Robert Jordan has been living in Spain for twelve years. He speaks Spanish and Castilian fluently. He considers himself as much Spanish as he is American. The guerrillas don’t consider him a foreigner – when they call him Inglés, it’s in a sense of friendly jest. Because of his involvement with the International Brigade, if he were ever to return to Montana, he would probably be branded a communist.

And, as Finch reminded Violet’s parents, things do not end well for Robert Jordan. He is loyal, introspective, and a hero to the end, however.

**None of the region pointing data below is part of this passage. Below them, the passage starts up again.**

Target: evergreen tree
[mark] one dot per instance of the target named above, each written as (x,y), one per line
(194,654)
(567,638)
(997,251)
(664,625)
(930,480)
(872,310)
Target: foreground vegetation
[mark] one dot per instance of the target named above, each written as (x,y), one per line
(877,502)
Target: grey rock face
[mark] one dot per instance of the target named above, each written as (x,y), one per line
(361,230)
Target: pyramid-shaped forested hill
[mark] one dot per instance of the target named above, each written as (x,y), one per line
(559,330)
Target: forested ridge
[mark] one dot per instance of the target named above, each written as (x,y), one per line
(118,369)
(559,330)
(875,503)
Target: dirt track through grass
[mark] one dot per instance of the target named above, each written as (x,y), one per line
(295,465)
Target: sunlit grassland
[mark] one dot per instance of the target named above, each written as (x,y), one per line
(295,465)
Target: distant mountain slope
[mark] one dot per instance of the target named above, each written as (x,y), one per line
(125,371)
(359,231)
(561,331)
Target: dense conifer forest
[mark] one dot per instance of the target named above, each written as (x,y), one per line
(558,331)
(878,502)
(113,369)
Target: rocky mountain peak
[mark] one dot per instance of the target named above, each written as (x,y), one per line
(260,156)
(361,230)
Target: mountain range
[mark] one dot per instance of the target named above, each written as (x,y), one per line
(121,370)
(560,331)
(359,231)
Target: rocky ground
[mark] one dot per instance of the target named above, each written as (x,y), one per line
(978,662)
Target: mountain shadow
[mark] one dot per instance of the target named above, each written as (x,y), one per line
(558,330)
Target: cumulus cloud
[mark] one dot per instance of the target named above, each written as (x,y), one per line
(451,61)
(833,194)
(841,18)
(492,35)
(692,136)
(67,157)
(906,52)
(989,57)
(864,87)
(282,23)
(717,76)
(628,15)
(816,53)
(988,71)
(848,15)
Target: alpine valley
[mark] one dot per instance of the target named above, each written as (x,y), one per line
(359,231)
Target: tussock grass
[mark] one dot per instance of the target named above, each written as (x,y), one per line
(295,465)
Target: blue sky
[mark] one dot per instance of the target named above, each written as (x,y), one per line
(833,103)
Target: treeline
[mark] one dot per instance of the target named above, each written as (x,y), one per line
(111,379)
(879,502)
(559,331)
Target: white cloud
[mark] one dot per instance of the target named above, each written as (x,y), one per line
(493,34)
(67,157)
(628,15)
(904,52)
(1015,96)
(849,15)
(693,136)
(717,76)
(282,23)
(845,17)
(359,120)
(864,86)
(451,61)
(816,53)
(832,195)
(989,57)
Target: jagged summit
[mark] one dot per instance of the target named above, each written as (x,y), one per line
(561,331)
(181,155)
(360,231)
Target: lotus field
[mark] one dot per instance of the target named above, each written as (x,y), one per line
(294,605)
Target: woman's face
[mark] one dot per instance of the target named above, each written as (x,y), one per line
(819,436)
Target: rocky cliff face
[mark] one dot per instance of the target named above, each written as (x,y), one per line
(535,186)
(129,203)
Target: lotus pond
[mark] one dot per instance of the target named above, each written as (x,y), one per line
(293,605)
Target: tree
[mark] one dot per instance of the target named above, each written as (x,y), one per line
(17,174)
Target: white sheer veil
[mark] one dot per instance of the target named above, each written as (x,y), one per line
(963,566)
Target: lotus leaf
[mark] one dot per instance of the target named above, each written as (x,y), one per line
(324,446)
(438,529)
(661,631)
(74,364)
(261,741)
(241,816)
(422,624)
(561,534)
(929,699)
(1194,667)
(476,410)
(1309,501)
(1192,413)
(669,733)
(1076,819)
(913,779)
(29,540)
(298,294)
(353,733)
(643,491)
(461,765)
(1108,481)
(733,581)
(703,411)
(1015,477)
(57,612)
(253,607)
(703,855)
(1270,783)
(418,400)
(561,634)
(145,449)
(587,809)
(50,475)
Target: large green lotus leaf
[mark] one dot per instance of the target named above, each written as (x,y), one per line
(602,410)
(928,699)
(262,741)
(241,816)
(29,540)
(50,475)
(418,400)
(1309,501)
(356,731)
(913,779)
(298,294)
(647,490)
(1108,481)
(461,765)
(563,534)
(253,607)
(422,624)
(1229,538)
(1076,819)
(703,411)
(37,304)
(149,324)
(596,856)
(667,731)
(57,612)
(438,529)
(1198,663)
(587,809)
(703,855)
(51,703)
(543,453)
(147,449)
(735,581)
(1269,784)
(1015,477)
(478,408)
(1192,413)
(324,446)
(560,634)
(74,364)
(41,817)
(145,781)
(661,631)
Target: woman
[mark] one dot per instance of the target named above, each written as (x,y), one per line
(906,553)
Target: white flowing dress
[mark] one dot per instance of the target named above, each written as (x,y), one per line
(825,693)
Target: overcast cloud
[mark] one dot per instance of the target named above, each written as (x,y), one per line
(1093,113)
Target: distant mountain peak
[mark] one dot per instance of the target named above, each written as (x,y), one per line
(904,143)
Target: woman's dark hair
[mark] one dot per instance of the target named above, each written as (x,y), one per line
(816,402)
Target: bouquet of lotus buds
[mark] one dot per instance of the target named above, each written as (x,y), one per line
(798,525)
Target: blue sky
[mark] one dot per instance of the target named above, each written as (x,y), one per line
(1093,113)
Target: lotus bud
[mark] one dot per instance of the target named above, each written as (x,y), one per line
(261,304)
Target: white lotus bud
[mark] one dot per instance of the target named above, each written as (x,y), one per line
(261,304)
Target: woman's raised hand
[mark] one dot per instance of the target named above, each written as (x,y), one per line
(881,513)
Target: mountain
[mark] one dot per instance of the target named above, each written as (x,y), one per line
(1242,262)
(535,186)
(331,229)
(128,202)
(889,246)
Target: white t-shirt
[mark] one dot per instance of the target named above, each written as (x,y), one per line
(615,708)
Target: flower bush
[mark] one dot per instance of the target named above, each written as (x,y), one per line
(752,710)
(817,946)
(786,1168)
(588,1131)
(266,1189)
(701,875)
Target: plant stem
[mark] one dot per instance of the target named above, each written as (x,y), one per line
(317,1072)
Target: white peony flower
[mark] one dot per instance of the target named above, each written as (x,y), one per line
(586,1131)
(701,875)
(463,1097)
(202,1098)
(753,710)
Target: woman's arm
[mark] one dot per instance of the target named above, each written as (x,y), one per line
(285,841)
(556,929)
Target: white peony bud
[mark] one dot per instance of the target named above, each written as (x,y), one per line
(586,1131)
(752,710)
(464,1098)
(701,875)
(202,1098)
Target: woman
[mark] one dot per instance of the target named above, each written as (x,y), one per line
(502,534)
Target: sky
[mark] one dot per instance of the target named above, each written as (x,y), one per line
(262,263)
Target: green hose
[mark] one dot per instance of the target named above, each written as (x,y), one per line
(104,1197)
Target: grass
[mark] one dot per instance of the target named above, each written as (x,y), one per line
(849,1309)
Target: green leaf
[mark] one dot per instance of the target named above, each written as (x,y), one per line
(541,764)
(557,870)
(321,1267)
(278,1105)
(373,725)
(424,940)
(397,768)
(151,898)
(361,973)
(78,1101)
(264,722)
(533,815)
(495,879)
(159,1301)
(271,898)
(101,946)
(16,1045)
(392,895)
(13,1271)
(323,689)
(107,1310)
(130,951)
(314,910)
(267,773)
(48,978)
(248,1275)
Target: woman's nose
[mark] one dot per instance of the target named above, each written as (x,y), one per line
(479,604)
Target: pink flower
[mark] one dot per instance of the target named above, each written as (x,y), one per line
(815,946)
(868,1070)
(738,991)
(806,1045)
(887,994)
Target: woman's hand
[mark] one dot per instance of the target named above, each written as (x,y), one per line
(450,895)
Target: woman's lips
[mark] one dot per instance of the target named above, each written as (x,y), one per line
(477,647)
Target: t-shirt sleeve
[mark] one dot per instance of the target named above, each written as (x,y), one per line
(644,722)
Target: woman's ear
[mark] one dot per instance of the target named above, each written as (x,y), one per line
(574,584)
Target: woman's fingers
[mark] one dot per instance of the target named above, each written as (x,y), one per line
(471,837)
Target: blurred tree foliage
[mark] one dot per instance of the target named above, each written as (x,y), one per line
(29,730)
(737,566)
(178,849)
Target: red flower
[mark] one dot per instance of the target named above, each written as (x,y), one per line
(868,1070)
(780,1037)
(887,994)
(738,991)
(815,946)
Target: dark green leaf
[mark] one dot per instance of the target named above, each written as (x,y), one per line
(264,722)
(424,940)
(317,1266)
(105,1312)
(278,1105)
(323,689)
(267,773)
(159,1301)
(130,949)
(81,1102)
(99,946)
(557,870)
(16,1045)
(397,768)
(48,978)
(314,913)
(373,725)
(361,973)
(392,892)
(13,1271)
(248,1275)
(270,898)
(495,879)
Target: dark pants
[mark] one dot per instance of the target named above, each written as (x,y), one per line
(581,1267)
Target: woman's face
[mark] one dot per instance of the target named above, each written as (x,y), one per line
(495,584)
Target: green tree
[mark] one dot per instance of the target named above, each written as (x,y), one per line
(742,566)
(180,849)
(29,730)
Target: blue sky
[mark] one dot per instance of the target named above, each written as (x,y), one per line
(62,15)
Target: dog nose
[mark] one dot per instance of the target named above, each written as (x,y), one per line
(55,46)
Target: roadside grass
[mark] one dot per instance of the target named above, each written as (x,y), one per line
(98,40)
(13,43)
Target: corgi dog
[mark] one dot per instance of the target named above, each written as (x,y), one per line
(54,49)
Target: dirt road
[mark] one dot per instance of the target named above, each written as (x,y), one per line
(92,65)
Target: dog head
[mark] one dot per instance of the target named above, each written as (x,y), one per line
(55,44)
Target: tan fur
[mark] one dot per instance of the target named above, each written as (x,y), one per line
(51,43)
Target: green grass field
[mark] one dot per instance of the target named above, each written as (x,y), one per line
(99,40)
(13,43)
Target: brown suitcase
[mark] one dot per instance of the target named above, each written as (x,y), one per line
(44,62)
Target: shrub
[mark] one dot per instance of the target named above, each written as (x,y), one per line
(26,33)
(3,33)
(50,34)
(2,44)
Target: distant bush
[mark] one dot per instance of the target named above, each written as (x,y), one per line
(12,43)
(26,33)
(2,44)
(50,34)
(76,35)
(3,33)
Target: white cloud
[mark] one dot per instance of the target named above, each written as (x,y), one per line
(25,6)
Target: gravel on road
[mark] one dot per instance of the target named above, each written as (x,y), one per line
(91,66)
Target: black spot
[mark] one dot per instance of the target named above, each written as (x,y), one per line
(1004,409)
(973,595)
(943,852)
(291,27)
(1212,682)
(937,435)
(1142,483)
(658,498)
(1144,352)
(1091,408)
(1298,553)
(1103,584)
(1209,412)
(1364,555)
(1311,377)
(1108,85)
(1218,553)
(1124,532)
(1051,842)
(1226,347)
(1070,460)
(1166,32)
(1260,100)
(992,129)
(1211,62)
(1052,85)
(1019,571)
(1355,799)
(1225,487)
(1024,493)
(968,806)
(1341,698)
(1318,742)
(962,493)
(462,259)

I have fought for what I believed in for a year now. If we win here we will win everywhere. The world is a fine place and worth the fighting for and I hate very much to leave it. And you had a lot of luck, he told himself, to have had such a good life. You’ve had as good a life as grandfather’s though not as long. You’ve had as good a life as any one because of these last days. You do not want to complain when you have been so lucky. I wish there was some way to pass on what I’ve learned, though.

For Whom the Bell Tolls is a war story. It’s also a love story. It’s a story about loyalty, bigotry, religion, and political beliefs. It is a complex story. Hemingway put it all together into a masterpiece.

It lives up to its reputation as a classic. For Whom the Bell Tolls in a wonderful book, and I loved it.